それともうひとつ、マネジメントの大切さを教えることです。時間のマネジメントや仕事のマネジメントから始まり、職位に応じて成果を上げられるマネジメントの重要性とhow-toにつき講義をしています。ここで驚かされるのは、多くの人がマネジメントをとりわけ意識することない技術だと思っている点です。この技術としてのマネジメントの価値を教えるのには本当に苦労します。

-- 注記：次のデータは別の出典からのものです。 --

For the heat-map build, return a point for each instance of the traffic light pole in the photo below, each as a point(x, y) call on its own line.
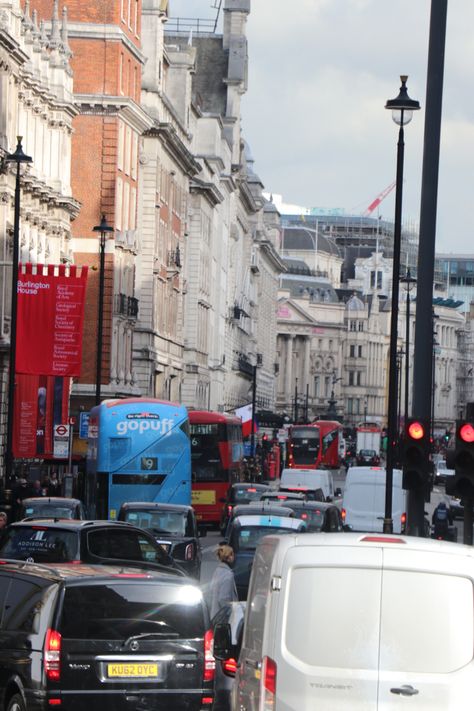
point(468, 504)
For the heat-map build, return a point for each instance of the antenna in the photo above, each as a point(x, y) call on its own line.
point(217, 4)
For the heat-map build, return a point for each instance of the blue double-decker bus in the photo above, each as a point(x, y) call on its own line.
point(138, 450)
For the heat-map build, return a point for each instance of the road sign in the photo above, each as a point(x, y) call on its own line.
point(61, 441)
point(83, 425)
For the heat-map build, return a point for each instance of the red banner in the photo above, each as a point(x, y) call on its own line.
point(50, 319)
point(41, 401)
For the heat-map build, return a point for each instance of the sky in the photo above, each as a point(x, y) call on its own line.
point(320, 73)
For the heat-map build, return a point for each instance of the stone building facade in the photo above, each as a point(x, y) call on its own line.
point(36, 103)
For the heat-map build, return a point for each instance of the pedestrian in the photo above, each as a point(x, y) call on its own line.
point(54, 486)
point(223, 589)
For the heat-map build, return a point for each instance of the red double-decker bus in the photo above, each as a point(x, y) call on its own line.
point(217, 454)
point(315, 445)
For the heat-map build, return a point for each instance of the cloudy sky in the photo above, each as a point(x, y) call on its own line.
point(320, 72)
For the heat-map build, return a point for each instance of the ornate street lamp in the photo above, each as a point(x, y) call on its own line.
point(402, 108)
point(17, 157)
point(104, 228)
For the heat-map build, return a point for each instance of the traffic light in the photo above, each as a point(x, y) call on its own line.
point(416, 447)
point(462, 461)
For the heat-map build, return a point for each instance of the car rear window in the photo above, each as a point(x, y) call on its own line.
point(123, 544)
point(248, 537)
point(49, 511)
point(243, 495)
point(159, 521)
point(118, 610)
point(40, 544)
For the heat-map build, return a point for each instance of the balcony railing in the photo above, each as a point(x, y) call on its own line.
point(126, 305)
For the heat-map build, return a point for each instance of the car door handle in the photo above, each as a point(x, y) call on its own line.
point(405, 690)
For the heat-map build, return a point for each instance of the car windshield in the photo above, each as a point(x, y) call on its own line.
point(124, 609)
point(314, 518)
point(159, 521)
point(245, 494)
point(248, 537)
point(40, 544)
point(48, 510)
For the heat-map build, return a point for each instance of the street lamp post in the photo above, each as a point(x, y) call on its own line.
point(103, 229)
point(402, 108)
point(17, 157)
point(409, 281)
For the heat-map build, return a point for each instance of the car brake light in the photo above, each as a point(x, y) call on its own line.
point(229, 666)
point(52, 655)
point(268, 694)
point(209, 661)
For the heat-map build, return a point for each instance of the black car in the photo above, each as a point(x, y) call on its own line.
point(173, 526)
point(242, 493)
point(317, 515)
point(52, 507)
point(46, 541)
point(369, 457)
point(102, 637)
point(259, 508)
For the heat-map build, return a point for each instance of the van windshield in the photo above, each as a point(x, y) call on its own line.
point(119, 610)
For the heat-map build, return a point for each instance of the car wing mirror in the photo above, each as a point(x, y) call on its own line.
point(222, 641)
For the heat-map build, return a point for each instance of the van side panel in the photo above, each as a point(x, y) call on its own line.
point(313, 645)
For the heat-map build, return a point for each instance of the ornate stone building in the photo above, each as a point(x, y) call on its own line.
point(37, 103)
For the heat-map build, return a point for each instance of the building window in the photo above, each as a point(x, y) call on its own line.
point(316, 385)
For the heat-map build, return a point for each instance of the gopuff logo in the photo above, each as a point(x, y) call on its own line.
point(140, 426)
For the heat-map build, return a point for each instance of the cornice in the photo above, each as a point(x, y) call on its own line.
point(109, 33)
point(209, 190)
point(175, 147)
point(123, 107)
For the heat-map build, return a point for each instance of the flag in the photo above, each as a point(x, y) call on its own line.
point(245, 414)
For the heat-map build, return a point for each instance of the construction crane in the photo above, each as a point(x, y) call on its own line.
point(381, 196)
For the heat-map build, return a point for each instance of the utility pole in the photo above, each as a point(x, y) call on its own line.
point(426, 253)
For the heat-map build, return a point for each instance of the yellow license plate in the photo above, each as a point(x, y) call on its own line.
point(203, 497)
point(141, 670)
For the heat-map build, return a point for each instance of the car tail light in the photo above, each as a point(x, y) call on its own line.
point(268, 691)
point(52, 655)
point(229, 666)
point(209, 661)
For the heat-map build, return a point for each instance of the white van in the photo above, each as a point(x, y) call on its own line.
point(363, 501)
point(308, 480)
point(400, 634)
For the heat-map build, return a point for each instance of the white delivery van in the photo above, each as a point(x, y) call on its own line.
point(363, 501)
point(308, 480)
point(400, 635)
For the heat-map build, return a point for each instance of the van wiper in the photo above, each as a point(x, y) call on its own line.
point(148, 635)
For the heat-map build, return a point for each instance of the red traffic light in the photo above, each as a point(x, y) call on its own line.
point(466, 432)
point(416, 430)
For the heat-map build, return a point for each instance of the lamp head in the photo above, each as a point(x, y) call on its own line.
point(402, 106)
point(18, 156)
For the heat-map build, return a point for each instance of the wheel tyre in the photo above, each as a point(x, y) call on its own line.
point(16, 703)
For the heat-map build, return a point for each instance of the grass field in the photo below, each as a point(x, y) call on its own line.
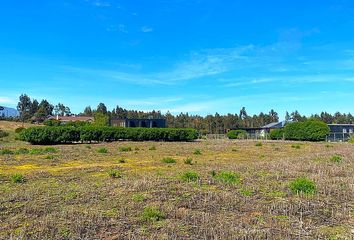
point(210, 189)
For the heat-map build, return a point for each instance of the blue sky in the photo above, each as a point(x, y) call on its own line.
point(199, 56)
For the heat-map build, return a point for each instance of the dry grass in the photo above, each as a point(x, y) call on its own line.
point(71, 194)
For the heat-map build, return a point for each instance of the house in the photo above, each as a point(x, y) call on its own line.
point(264, 130)
point(340, 132)
point(66, 119)
point(132, 122)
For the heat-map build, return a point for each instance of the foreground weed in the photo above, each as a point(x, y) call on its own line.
point(152, 214)
point(197, 152)
point(190, 176)
point(115, 173)
point(125, 149)
point(18, 178)
point(246, 192)
point(6, 152)
point(22, 151)
point(139, 197)
point(102, 150)
point(168, 160)
point(296, 146)
point(303, 185)
point(188, 161)
point(227, 177)
point(336, 158)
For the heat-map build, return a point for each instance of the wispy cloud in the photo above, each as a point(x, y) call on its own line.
point(146, 29)
point(99, 3)
point(6, 100)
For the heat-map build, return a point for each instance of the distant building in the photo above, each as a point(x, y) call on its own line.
point(340, 132)
point(132, 122)
point(66, 119)
point(262, 131)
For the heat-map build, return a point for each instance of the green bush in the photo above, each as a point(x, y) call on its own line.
point(276, 134)
point(197, 152)
point(336, 158)
point(64, 134)
point(22, 151)
point(3, 133)
point(168, 160)
point(227, 177)
point(303, 185)
point(190, 176)
point(18, 130)
point(188, 161)
point(18, 178)
point(237, 134)
point(6, 152)
point(115, 173)
point(310, 130)
point(102, 150)
point(152, 214)
point(125, 149)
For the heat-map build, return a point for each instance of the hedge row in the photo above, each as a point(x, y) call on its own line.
point(310, 130)
point(57, 135)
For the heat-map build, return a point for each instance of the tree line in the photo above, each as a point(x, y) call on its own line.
point(35, 111)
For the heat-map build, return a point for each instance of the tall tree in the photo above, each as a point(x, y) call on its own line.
point(24, 107)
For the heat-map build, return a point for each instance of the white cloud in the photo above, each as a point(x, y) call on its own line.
point(6, 100)
point(146, 29)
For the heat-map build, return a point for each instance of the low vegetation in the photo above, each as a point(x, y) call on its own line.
point(65, 134)
point(233, 190)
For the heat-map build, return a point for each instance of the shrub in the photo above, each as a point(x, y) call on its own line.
point(237, 134)
point(3, 133)
point(310, 130)
point(168, 160)
point(102, 150)
point(228, 177)
point(18, 178)
point(152, 214)
point(125, 149)
point(22, 151)
point(188, 161)
point(190, 176)
point(303, 185)
point(276, 134)
point(115, 173)
point(336, 158)
point(20, 129)
point(64, 134)
point(197, 152)
point(6, 152)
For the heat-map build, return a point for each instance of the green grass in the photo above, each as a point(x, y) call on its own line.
point(168, 160)
point(188, 161)
point(302, 185)
point(125, 149)
point(227, 177)
point(336, 158)
point(102, 150)
point(152, 214)
point(115, 173)
point(18, 178)
point(197, 152)
point(190, 176)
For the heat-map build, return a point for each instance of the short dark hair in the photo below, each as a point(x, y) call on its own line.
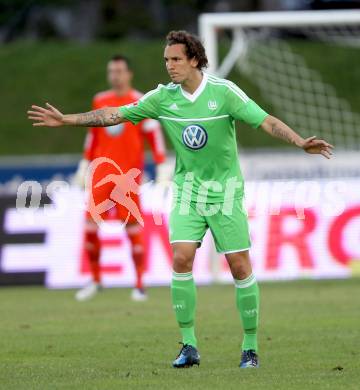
point(193, 46)
point(120, 57)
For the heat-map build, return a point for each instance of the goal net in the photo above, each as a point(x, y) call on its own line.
point(305, 64)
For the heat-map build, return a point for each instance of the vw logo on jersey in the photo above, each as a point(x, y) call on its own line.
point(115, 130)
point(194, 137)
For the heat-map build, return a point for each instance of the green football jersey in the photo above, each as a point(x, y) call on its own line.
point(201, 127)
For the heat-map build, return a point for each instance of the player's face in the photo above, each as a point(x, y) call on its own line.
point(178, 65)
point(119, 75)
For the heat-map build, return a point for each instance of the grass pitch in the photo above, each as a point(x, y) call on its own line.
point(309, 339)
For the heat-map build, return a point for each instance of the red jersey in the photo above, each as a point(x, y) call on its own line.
point(124, 143)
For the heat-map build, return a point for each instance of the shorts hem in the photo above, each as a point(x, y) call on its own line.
point(234, 251)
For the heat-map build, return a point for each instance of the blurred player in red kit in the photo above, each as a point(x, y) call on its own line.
point(124, 145)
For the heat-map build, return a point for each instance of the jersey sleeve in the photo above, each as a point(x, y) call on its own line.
point(241, 107)
point(146, 107)
point(91, 137)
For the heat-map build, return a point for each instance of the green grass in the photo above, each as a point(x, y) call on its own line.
point(69, 74)
point(308, 331)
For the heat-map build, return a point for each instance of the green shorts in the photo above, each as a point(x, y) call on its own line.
point(228, 223)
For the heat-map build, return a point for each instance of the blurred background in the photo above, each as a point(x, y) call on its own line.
point(308, 75)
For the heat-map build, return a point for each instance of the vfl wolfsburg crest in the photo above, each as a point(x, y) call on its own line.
point(115, 130)
point(194, 137)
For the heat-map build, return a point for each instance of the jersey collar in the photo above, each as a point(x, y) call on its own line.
point(193, 96)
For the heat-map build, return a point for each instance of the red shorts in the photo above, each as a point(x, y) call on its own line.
point(113, 201)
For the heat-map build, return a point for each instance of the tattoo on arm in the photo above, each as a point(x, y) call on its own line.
point(98, 118)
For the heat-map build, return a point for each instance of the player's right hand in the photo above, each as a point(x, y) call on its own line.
point(49, 116)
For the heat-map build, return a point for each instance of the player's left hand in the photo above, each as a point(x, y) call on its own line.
point(313, 145)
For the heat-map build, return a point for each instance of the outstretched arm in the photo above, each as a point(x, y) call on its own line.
point(52, 117)
point(279, 129)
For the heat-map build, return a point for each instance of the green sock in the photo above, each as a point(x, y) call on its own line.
point(247, 302)
point(183, 295)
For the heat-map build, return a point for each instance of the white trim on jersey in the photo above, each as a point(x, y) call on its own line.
point(193, 96)
point(210, 118)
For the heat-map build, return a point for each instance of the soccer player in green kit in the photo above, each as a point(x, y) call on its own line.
point(198, 111)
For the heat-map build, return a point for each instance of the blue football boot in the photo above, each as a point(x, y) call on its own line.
point(188, 356)
point(249, 359)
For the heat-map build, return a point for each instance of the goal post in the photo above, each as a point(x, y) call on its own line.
point(209, 23)
point(262, 49)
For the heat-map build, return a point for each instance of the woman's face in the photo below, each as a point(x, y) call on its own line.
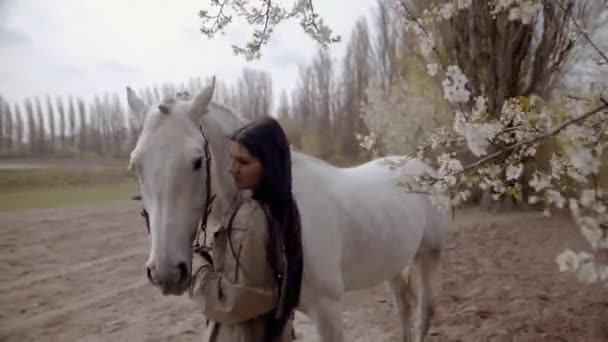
point(245, 168)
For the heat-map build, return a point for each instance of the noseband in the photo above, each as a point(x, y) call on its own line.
point(197, 246)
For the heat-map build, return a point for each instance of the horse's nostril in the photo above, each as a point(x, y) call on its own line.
point(183, 271)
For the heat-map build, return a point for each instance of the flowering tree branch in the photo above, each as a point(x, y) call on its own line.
point(554, 132)
point(266, 17)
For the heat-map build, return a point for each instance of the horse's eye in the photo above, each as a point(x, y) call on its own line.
point(198, 162)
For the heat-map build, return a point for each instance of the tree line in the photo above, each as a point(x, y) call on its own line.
point(321, 115)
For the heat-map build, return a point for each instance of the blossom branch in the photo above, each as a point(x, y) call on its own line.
point(536, 139)
point(584, 33)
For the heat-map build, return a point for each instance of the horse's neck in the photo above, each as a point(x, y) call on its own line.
point(222, 186)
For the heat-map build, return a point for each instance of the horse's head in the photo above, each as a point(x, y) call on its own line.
point(169, 162)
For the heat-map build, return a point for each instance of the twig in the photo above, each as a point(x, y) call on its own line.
point(584, 34)
point(220, 14)
point(536, 139)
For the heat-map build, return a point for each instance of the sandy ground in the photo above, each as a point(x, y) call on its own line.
point(78, 275)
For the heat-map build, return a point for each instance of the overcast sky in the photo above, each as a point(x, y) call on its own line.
point(84, 48)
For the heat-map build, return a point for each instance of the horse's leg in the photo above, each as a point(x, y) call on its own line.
point(426, 265)
point(326, 314)
point(403, 297)
point(324, 309)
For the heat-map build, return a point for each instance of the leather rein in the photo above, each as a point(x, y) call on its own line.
point(198, 247)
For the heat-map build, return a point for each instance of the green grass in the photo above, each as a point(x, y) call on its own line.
point(55, 197)
point(64, 184)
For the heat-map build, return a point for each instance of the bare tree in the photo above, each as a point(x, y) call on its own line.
point(506, 58)
point(83, 135)
point(356, 73)
point(72, 118)
point(283, 109)
point(8, 128)
point(31, 126)
point(3, 136)
point(62, 123)
point(19, 127)
point(386, 44)
point(41, 138)
point(51, 115)
point(254, 93)
point(323, 75)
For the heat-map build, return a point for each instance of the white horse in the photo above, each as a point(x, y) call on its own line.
point(359, 228)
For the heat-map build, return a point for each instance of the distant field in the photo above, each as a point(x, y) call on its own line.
point(60, 183)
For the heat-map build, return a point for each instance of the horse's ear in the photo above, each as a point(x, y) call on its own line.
point(201, 101)
point(137, 105)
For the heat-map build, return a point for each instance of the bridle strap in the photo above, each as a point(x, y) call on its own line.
point(198, 247)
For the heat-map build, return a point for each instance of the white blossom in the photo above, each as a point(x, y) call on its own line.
point(432, 69)
point(454, 85)
point(567, 261)
point(583, 160)
point(514, 171)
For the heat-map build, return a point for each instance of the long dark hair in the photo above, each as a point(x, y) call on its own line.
point(266, 140)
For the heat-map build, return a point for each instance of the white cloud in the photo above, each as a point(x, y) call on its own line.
point(86, 48)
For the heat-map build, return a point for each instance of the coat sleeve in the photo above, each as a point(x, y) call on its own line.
point(253, 294)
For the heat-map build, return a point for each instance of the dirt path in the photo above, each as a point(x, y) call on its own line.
point(77, 275)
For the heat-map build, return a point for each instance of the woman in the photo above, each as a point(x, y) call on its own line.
point(250, 288)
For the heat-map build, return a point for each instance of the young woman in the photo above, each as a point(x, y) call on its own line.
point(249, 290)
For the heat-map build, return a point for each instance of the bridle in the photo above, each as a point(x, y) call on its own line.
point(198, 247)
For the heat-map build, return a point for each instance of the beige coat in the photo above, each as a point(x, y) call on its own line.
point(234, 299)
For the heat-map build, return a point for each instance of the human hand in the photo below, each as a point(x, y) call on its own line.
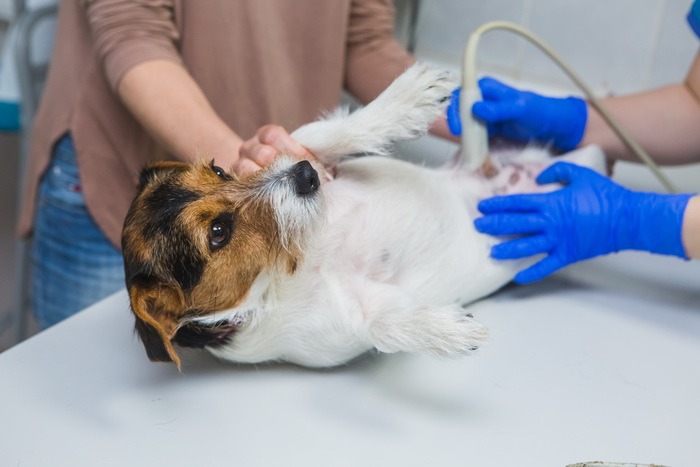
point(590, 216)
point(524, 116)
point(268, 142)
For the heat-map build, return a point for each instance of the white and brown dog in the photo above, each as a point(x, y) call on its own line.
point(282, 265)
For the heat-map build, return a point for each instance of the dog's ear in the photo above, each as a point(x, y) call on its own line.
point(158, 170)
point(158, 309)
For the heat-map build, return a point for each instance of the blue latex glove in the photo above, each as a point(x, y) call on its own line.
point(590, 216)
point(524, 116)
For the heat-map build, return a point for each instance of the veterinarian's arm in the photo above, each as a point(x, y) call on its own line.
point(665, 121)
point(136, 41)
point(589, 217)
point(187, 126)
point(691, 228)
point(371, 45)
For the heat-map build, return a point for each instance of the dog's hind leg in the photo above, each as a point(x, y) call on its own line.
point(404, 110)
point(446, 331)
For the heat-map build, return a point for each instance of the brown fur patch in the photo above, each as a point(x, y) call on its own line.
point(173, 270)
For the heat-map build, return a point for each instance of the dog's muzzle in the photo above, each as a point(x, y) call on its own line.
point(306, 180)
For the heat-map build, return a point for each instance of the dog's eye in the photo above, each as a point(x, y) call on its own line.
point(220, 231)
point(219, 171)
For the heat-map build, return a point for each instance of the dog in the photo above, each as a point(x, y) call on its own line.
point(283, 265)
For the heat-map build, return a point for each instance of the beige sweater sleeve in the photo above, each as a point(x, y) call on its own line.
point(128, 32)
point(374, 56)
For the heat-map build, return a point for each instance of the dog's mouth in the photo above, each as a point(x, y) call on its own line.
point(198, 335)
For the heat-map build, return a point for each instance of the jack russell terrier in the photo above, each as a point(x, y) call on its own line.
point(284, 265)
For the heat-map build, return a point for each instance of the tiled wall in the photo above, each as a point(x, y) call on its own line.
point(617, 46)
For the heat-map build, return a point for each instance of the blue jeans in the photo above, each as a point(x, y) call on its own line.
point(73, 263)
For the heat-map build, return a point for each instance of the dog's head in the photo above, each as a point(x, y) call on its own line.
point(196, 238)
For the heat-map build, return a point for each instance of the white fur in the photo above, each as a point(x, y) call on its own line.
point(391, 254)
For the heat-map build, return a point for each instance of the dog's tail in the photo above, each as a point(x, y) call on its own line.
point(405, 110)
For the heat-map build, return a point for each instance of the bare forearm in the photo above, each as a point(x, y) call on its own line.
point(170, 105)
point(664, 121)
point(691, 228)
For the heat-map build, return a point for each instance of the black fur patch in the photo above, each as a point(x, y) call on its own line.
point(165, 203)
point(183, 261)
point(170, 238)
point(198, 336)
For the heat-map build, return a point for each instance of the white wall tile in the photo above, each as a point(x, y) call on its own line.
point(676, 46)
point(444, 27)
point(608, 42)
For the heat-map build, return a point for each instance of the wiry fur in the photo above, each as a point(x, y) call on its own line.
point(383, 257)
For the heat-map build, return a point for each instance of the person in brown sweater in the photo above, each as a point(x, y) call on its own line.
point(137, 81)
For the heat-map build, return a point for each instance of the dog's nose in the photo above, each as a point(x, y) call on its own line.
point(306, 179)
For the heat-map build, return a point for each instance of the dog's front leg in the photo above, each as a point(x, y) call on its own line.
point(446, 331)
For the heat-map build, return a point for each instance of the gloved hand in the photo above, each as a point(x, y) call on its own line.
point(590, 216)
point(524, 116)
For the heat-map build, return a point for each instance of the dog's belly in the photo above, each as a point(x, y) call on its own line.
point(395, 223)
point(397, 237)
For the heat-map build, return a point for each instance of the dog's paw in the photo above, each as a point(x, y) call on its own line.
point(439, 331)
point(417, 97)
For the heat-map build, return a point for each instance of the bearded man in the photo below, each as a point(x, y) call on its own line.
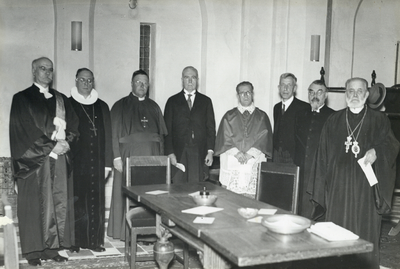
point(340, 189)
point(308, 127)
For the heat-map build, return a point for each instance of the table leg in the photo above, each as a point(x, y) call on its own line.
point(213, 260)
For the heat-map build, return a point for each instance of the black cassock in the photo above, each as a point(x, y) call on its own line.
point(340, 187)
point(91, 154)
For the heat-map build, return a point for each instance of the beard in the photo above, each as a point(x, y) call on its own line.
point(359, 102)
point(315, 103)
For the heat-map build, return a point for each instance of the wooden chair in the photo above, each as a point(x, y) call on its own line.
point(140, 220)
point(10, 242)
point(278, 185)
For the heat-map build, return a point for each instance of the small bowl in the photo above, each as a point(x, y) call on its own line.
point(204, 199)
point(247, 212)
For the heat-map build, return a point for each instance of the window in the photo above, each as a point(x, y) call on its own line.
point(147, 53)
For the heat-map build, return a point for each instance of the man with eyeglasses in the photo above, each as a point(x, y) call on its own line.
point(355, 143)
point(284, 116)
point(92, 160)
point(43, 124)
point(308, 127)
point(138, 129)
point(244, 139)
point(189, 116)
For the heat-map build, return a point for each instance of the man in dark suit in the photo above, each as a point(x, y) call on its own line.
point(284, 117)
point(189, 116)
point(308, 127)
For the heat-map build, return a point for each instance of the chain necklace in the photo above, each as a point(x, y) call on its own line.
point(355, 148)
point(91, 121)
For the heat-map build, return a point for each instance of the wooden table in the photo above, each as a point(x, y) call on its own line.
point(231, 237)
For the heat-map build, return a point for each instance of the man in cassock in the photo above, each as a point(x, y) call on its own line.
point(138, 129)
point(92, 159)
point(42, 125)
point(189, 116)
point(308, 127)
point(285, 113)
point(340, 189)
point(244, 139)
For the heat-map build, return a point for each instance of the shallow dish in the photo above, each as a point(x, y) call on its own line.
point(204, 199)
point(286, 223)
point(247, 212)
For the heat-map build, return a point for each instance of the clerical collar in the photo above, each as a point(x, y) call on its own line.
point(140, 98)
point(43, 90)
point(356, 110)
point(318, 109)
point(288, 102)
point(249, 108)
point(91, 99)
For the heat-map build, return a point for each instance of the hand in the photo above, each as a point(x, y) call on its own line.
point(118, 165)
point(209, 159)
point(241, 157)
point(247, 156)
point(61, 147)
point(370, 156)
point(172, 157)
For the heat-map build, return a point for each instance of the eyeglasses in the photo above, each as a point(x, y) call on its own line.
point(244, 94)
point(44, 69)
point(83, 80)
point(318, 93)
point(142, 82)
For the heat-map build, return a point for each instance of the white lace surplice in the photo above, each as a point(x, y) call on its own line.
point(240, 178)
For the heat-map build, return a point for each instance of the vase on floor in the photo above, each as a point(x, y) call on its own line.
point(164, 250)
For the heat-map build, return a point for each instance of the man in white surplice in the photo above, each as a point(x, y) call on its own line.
point(244, 140)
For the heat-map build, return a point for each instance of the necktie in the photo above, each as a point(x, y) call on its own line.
point(46, 93)
point(189, 101)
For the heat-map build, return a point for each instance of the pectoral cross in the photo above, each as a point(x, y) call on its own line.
point(348, 143)
point(94, 130)
point(144, 122)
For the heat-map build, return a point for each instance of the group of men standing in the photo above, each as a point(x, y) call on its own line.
point(63, 150)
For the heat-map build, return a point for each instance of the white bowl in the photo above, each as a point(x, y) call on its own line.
point(286, 223)
point(247, 212)
point(204, 199)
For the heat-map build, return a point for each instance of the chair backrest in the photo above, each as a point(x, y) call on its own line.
point(278, 185)
point(147, 170)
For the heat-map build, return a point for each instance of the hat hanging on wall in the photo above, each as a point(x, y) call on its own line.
point(377, 94)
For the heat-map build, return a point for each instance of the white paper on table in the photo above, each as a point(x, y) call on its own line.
point(267, 211)
point(156, 192)
point(204, 220)
point(332, 232)
point(180, 167)
point(202, 210)
point(368, 171)
point(194, 193)
point(257, 219)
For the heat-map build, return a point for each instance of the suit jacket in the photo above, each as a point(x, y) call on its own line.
point(189, 127)
point(308, 127)
point(283, 137)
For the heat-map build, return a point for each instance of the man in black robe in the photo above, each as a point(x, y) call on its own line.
point(138, 129)
point(340, 189)
point(189, 116)
point(284, 117)
point(42, 125)
point(243, 141)
point(308, 127)
point(92, 156)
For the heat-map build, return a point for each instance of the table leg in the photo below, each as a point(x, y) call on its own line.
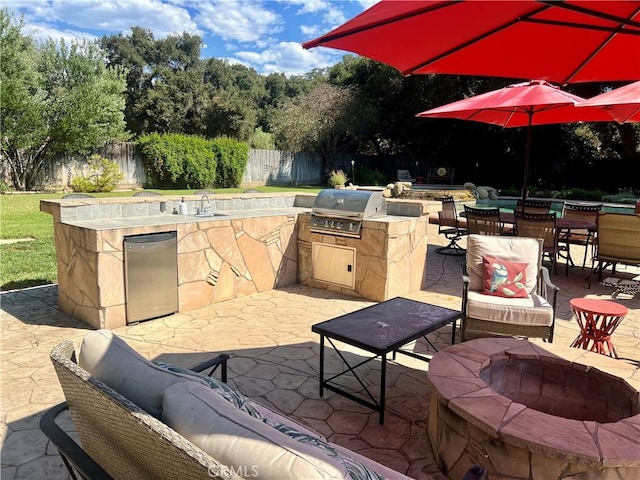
point(383, 383)
point(321, 365)
point(453, 331)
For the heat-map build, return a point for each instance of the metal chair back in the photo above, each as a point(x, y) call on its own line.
point(539, 225)
point(576, 236)
point(78, 195)
point(483, 221)
point(534, 206)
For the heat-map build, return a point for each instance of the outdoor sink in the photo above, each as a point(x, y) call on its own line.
point(208, 215)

競争が激しくなり、どこの会社でも忙しくなり、研修の機会が減ってきていると聞きます。その中で会社のマネジメントスタイルはヨーロッパ型が増え、トップ自ら具体的に方針を示し、率先垂範で実行する会社が多くなってきました。知的レベルの高い会社ならe-ラーニングとたまの「飲みニュケーション」で部署横断的に社員全員が同じ方向にむかって仕事をすることができると思います。しかし、当社を取り巻く流通業界、生鮮食料品花きの中間流通業界が20世紀とあまりにも変わってしまいましたし、長い間の分業の中で職人を育ててきた慣習がありますから、無理をしてでも泊まり込みの社員研修に出向くことにしたのです。日本は明治以来の脱亜論から、2003年にはASEAN首脳会議が東京で開催された通り、入亜論に舵をきりました。輸出先も昨年の後半には1位の米国を抜いて中国の方が多かったようです。

このような状況の中で、日本の花きはどのように国内消費者に役立てばいいのか。どうすれば小売流通再編の中で専門店は活躍し続けることができるか。微力ながら大田花きは仮説を立て、その中でお取引先のお役に立てればと考えております。

よく言われることですが、幸福というのは我執に根差しています。ですから、研修で言っているのは“楽”ではなく“心の安らぎ”を求めることでよしとする。これが「足るを知る」ということであるということです。もし我執に根差す幸福が許されるとしたら、それは真の自分自身になろうと努力する中で、生まれる幸せ感、これが幸福というものではないでしょうか。